表紙

丘の家 20


 仕事関係だと思わせておいたから、薄暗くなって同じ車が迎えに来ても、母は驚かなかった。
 プリントのワンピースにレースのボレロを重ねて、史麻はいそいそと葉山の車に乗った。 隣家の窓のカーテンが揺れ、人影が映ったが、気にしないことにした。

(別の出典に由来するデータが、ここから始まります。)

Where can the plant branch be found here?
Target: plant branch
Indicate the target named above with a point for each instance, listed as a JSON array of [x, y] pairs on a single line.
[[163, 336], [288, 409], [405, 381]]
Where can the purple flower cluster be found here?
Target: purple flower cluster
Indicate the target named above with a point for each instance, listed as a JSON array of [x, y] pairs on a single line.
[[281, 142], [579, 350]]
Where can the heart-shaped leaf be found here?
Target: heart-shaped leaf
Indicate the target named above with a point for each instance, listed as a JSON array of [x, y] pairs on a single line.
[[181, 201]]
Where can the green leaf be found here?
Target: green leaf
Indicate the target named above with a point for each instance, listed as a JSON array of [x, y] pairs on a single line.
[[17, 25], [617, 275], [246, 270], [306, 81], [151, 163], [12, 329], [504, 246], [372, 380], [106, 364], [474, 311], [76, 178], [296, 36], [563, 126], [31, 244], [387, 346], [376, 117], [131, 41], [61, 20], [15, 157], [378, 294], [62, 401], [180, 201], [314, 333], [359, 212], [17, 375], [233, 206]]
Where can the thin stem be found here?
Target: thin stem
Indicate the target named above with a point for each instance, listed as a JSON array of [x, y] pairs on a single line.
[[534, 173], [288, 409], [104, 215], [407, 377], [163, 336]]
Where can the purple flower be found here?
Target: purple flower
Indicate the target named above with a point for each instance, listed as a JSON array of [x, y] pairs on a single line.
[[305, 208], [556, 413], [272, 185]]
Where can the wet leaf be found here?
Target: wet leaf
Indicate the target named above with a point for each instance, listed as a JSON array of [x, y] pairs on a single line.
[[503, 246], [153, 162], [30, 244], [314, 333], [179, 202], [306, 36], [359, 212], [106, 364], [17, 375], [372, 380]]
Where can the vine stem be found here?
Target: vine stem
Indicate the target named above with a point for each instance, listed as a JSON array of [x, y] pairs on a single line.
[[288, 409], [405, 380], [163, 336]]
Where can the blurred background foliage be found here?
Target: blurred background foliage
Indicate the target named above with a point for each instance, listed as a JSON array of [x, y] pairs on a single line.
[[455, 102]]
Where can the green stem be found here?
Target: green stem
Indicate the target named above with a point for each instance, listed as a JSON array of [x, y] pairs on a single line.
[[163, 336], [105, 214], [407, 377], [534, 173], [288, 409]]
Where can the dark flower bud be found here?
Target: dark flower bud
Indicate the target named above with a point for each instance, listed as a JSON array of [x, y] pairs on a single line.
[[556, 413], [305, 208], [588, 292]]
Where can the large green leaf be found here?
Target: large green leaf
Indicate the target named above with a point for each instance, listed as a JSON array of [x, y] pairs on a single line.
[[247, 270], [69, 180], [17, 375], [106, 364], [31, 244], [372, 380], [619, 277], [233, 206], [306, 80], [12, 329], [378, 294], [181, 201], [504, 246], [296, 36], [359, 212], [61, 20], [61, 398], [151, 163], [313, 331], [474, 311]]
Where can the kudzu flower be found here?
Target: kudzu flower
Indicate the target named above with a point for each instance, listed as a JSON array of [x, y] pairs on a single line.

 暑い夏の名残が、まだ空気に残っていた。 車が呼び起こす涼しい風が、念入りにメイクした頬に心地よい。
 今夜は帽子を被らず、肩まで伸ばした髪を頭の上でアップにした。 それが珍しいらしく、葉山は運転しながらちらちらと史麻の横顔を見た。
「なんだか別人みたいだ」
「帽子がないから?」
「それもある」
「他には?」
 一瞬間を置いて、葉山は言った。
「明るい」

 ちょっと白けて、史麻は座席に座りなおした。
「そんなに暗かった?」
「うーん、暗いというか、用心深かったな」
「普通そうでしょう。 初対面の人に、そんなになれなれしくしないから」
「まあそうだけど」
 交差点で止まった。 葉山は左右を眺め、顎を掻いた。
「夜だと違うふうに見えるな。 どっちへ曲がるんだっけ?」
「左。 右のほうの五軒目」
「よし」
 信号が変わるとすぐ、葉山は車を回して左道に入った。


 アヤは二人を見て喜んだ。
「恭子の店でガソリン買ったって聞いたから、うちにも来てくれてよかった!」
 店は半分くらいの入りだった。 町に若者が少ないから苦戦しているらしい。 それでも、縦長の店の奥で、作業服姿の四人組が賑やかに騒いでいた。

 史麻はお好みセットを、葉山は牛タンとビビンバを頼んだ。 炭火コンロで肉が焼けるのを待っていると、葉山のほうから先に切り出した。
「これってデートだといいんだけど、違うよな」
 いつもの軽い口調だった。 それでも、史麻は背中に緊張が走るのを感じた。